– Stan wojenny na anektowanych terenach jest sygnałem Putina dla Zachodu – mówi w wywiadzie dla DW Joachim Krause, ekspert ds. bezpieczeństwa z Uniwersytetu w Kilonii.
Prezydent Rosji Władimir Putin wprowadził stan wojenny w anektowanych przez Federację Rosyjską obwodach Ukrainy: donieckim, ługańskim, zaporoskim i chersońskim. DW rozmawiała z Joachimem Krause, dyrektorem Instytutu Polityki Bezpieczeństwa na Uniwersytecie w Kilonii, o tym, co to oznacza dla sytuacji na froncie i dla ludzi na tamtych obszarach. I czy w następnym kroku możliwa jest eskalacja nuklearna ze strony Rosji.
DW: Panie Krause, jak wprowadzenie stanu wojennego wpływa na to, co dzieje się na froncie?
– Joachim Krause: W tej chwili nie widzę, żeby cokolwiek się zmieniło. Stan wojenny lub stan wyjątkowy oznacza po prostu, że władze mogą robić, co chcą, a przede wszystkim, że administracja wojskowa może przejąć zarządzanie tymi obszarami. W praktyce oznacza to stan bezprawia, co zresztą w tych obszarach jest praktyką od dawna. Obawiam się, że Rosjanie spróbują teraz – tak, jak to robili w strefie działań wojennych – deportować pozostałą ludność do Rosji.

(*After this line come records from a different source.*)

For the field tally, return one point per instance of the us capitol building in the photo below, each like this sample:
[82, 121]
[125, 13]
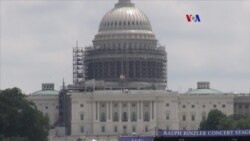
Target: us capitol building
[120, 86]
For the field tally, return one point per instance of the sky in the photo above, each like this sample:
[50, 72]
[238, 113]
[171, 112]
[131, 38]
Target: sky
[37, 37]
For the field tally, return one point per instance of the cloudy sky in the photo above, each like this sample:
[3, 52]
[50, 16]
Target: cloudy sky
[37, 37]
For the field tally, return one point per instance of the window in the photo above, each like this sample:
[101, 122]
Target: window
[133, 116]
[103, 105]
[167, 116]
[103, 117]
[124, 116]
[115, 118]
[184, 117]
[203, 116]
[146, 116]
[82, 129]
[82, 117]
[103, 129]
[133, 129]
[193, 117]
[133, 105]
[167, 104]
[115, 129]
[146, 128]
[239, 106]
[246, 106]
[167, 127]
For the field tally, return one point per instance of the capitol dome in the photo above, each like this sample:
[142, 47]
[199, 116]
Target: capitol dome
[125, 53]
[124, 21]
[125, 16]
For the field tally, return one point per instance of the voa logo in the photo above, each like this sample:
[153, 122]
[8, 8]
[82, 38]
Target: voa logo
[193, 18]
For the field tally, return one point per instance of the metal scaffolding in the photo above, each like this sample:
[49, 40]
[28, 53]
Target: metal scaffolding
[78, 65]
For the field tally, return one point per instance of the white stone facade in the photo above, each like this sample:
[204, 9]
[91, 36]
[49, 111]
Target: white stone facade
[48, 104]
[115, 113]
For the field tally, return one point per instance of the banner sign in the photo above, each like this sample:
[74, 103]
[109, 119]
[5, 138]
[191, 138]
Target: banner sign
[136, 138]
[202, 133]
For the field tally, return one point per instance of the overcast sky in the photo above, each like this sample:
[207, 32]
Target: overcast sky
[37, 39]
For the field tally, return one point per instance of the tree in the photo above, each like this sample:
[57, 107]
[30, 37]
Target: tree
[212, 121]
[20, 119]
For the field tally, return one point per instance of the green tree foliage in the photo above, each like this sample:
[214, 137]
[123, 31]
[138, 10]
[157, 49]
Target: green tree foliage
[216, 120]
[19, 119]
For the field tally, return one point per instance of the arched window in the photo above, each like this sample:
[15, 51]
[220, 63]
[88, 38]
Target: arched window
[115, 118]
[146, 116]
[124, 116]
[133, 117]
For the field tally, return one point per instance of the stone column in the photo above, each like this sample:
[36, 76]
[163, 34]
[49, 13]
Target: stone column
[120, 111]
[129, 106]
[107, 110]
[111, 112]
[150, 111]
[142, 116]
[98, 111]
[138, 111]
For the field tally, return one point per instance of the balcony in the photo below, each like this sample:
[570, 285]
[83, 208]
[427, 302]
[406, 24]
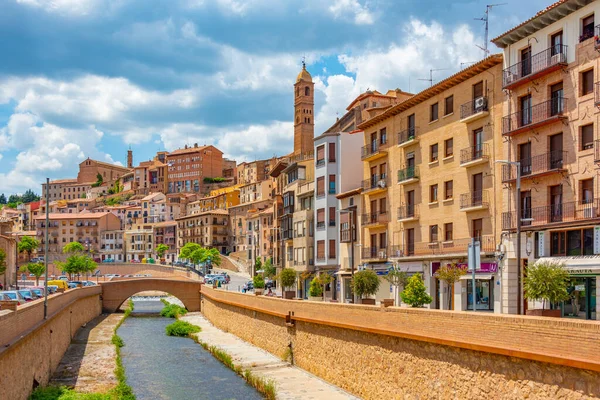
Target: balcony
[536, 166]
[473, 201]
[475, 155]
[408, 213]
[541, 114]
[441, 248]
[376, 184]
[374, 150]
[473, 110]
[374, 253]
[408, 137]
[408, 175]
[554, 214]
[542, 63]
[376, 219]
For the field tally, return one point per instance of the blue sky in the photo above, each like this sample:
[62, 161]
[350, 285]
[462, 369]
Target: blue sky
[89, 78]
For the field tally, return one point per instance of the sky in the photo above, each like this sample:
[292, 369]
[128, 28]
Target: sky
[91, 78]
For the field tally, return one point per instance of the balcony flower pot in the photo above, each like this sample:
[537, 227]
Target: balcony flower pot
[544, 313]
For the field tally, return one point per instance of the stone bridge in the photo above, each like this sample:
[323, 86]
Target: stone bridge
[115, 292]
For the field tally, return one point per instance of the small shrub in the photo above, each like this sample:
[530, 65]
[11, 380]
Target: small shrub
[181, 328]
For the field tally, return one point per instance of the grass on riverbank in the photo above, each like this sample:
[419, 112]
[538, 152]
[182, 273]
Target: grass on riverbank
[171, 310]
[120, 392]
[264, 386]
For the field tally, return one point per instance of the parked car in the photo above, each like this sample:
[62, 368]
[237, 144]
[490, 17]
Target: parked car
[15, 296]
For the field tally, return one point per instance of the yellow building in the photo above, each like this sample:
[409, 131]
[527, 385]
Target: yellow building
[430, 183]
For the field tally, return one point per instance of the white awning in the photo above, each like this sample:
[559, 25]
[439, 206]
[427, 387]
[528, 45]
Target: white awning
[485, 277]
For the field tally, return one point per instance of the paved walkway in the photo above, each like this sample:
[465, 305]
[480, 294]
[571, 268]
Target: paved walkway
[291, 382]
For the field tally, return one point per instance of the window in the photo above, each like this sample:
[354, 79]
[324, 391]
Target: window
[321, 186]
[433, 116]
[433, 153]
[448, 232]
[331, 184]
[432, 233]
[587, 137]
[321, 218]
[587, 82]
[432, 193]
[448, 186]
[448, 105]
[321, 156]
[332, 248]
[586, 195]
[331, 152]
[587, 28]
[448, 147]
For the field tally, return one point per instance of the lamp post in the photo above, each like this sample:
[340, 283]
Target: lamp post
[517, 164]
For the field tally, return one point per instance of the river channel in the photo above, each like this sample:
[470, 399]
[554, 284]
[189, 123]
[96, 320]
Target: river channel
[172, 368]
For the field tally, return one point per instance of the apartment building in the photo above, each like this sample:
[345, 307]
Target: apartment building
[188, 167]
[112, 246]
[336, 170]
[442, 145]
[85, 228]
[208, 229]
[549, 127]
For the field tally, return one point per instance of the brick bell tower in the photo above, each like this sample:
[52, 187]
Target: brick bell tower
[304, 119]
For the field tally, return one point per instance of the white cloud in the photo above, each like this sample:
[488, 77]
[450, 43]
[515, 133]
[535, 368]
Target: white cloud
[352, 9]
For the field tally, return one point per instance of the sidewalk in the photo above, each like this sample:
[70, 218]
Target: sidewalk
[291, 383]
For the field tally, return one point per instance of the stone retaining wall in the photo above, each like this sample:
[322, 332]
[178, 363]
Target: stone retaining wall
[33, 347]
[408, 353]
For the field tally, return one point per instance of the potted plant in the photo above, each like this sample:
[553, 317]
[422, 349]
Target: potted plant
[365, 283]
[546, 281]
[288, 278]
[315, 290]
[259, 284]
[415, 293]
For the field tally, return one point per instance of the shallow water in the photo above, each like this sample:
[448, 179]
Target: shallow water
[171, 368]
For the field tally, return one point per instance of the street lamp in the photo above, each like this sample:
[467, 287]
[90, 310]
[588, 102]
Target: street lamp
[517, 164]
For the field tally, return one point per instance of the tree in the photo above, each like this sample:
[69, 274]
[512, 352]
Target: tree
[396, 277]
[161, 249]
[28, 244]
[269, 269]
[450, 274]
[546, 281]
[37, 269]
[365, 283]
[73, 248]
[415, 293]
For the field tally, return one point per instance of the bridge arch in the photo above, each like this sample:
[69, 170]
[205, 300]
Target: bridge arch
[114, 293]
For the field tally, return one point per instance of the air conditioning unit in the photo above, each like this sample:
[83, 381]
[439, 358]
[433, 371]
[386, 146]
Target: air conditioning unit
[558, 59]
[480, 104]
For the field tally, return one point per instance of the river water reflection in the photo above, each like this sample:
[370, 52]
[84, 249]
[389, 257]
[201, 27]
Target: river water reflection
[164, 367]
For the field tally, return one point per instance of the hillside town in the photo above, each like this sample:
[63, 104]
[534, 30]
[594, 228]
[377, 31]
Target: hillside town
[503, 152]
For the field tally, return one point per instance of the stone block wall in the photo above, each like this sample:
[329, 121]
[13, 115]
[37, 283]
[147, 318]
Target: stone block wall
[346, 345]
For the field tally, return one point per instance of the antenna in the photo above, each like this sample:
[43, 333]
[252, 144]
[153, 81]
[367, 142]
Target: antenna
[430, 80]
[485, 18]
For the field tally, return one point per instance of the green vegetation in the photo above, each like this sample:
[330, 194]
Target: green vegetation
[546, 281]
[28, 245]
[37, 269]
[415, 293]
[214, 180]
[450, 274]
[181, 329]
[171, 310]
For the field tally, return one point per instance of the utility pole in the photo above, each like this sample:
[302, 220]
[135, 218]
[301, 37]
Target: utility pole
[485, 19]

Duża część tamtych terenów w ogóle nie znajduje się pod zarządem administracji rosyjskiej. Nie wiadomo też, jak długo obszary te pozostaną pod okupacją rosyjską. W Chersoniu tamtejsza administracja wojskowa chce teraz ewakuować ludność cywilną, zapewne wbrew jej woli. Obawiam się, że to jest prawdziwy motyw tych działań.